Ils mangent des crêpes dans le centre-ville de Saint-Brieuc. 17 novembre 2023, les deux frères sortent de l’hôpital où la compagne de l’aîné, enceinte, est allée consulter. « C’est là que j’ai proposé d’aller à La Serre », raconte le benjamin au tribunal correctionnel de Saint-Brieuc. Lorsqu’on lui demande pourquoi ce lieu alternatif, fief de plusieurs associations, le prévenu, 20 ans, répond : « Parce que ces gens sont partisans d’une idéologie mortifère ».
Il parle du combat à mener, s’estime « en dehors du cadre démocratique » et revendique le droit des « blancs à disposer de leur sol ». Le cadre est posé. Ce jour-là, en plus de son frère à peine plus âgé, il est accompagné d’un troisième homme. Un Malouin de 34 ans, condamné, en janvier 2024, pour avoir tiré à proximité d’habitations et pour détention d’armes. Ils vont, tous les trois, cagoulés et équipés d’une barre de fer, s’introduire dans le local où se trouvent trois personnes.
« Code d’honneur »
Ils cassent la porte, débarquent et frappent une personne ; une ITT de trois jours lui sera délivrée. Les agressés s’enfuient aussi sec. Selon un courrier du préfet des Côtes-d’Armor au procureur de la République, dont il est fait lecture à l’audience, ce jeudi 16 mai 2024, les prévenus « prévoyaient cette incursion violente depuis plusieurs jours ». C’est lui qui a saisi la juridiction : les services de renseignements pistaient l’action de ces trois militants d’ultradroite.
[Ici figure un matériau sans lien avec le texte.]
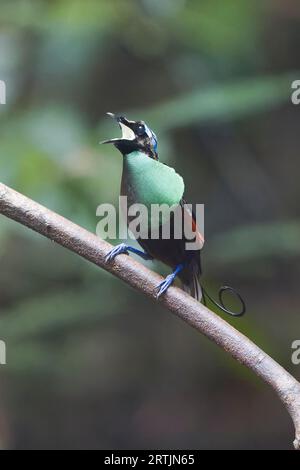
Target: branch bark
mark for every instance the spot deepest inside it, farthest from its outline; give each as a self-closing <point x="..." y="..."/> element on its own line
<point x="87" y="245"/>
Ils comparaissent pour violences en réunion et violences aggravées. « Que reprochez-vous exactement aux antifas ? », interroge la présidente. « Ils font des actions violentes, répond l’aîné. Nous, nous voulions juste récupérer du matériel antifa. » Il s’excuse pour la frayeur mais nie les violences. Le benjamin est moins émotif. « Ce n’était pas si effrayant, estime-t-il. Nous avons respecté notre code d’honneur en ne frappant pas les personnes. »
Même cellule, pensée opposée
L’avocate des frères, Me Béatrice Hubert, résume l’affaire à « des jeunes de 20 ans qui ont fait peur à des gens ». « On alimente la peur dans une société anxiogène, défend-elle. Dans une autre période, ils auraient été jugés autrement. » Mais, si la période n’était pas celle de Callac, des tags néonazis ou encore de l’attaque du festival Bretagne libre, le trio aurait-il décidé d’agir ? Selon le courrier du préfet, « des Rennais étaient prêts à venir les soutenir dans cette action ».
Le troisième prévenu, incarcéré depuis quatre mois, raconte partager sa cellule avec un militant d’extrême gauche. « Il y a peut-être d’autres façons de faire les choses… Je n’ai plus envie de leur faire la guerre », dit-il. « Vous les trouvez sympas ? Allez, dites-le », taquine la présidente. Le masque du rustre, pendant une minute, tombe. « Il a évolué, assure son avocat, Me Jourdain-Demars. Et les deux autres sont des jeunes qui ne savent pas vraiment ce qu’ils pensent. »
Tous condamnés
Mais le tribunal ne juge pas, et la procureur le rappelle, les idées de ces jeunes. Plutôt « la manière de les véhiculer ». Le plus jeune frère, dont le tribunal a estimé l’implication majeure, a été condamné à 18 mois de prison, dont six mois ferme qui seront aménagés sous bracelet électronique. L’aîné, déjà condamné pour agression sexuelle, a écopé de douze mois de prison avec sursis probatoire de deux ans.
Le troisième prévenu a été condamné à 24 mois de prison dont seize mois avec un sursis probatoire de deux ans. Il pourra également effectuer sa peine ferme sous bracelet et ne devra plus fréquenter les deux frères. Tous ont interdiction de paraître à La Serre, de porter des armes et d’entrer en contact avec les victimes.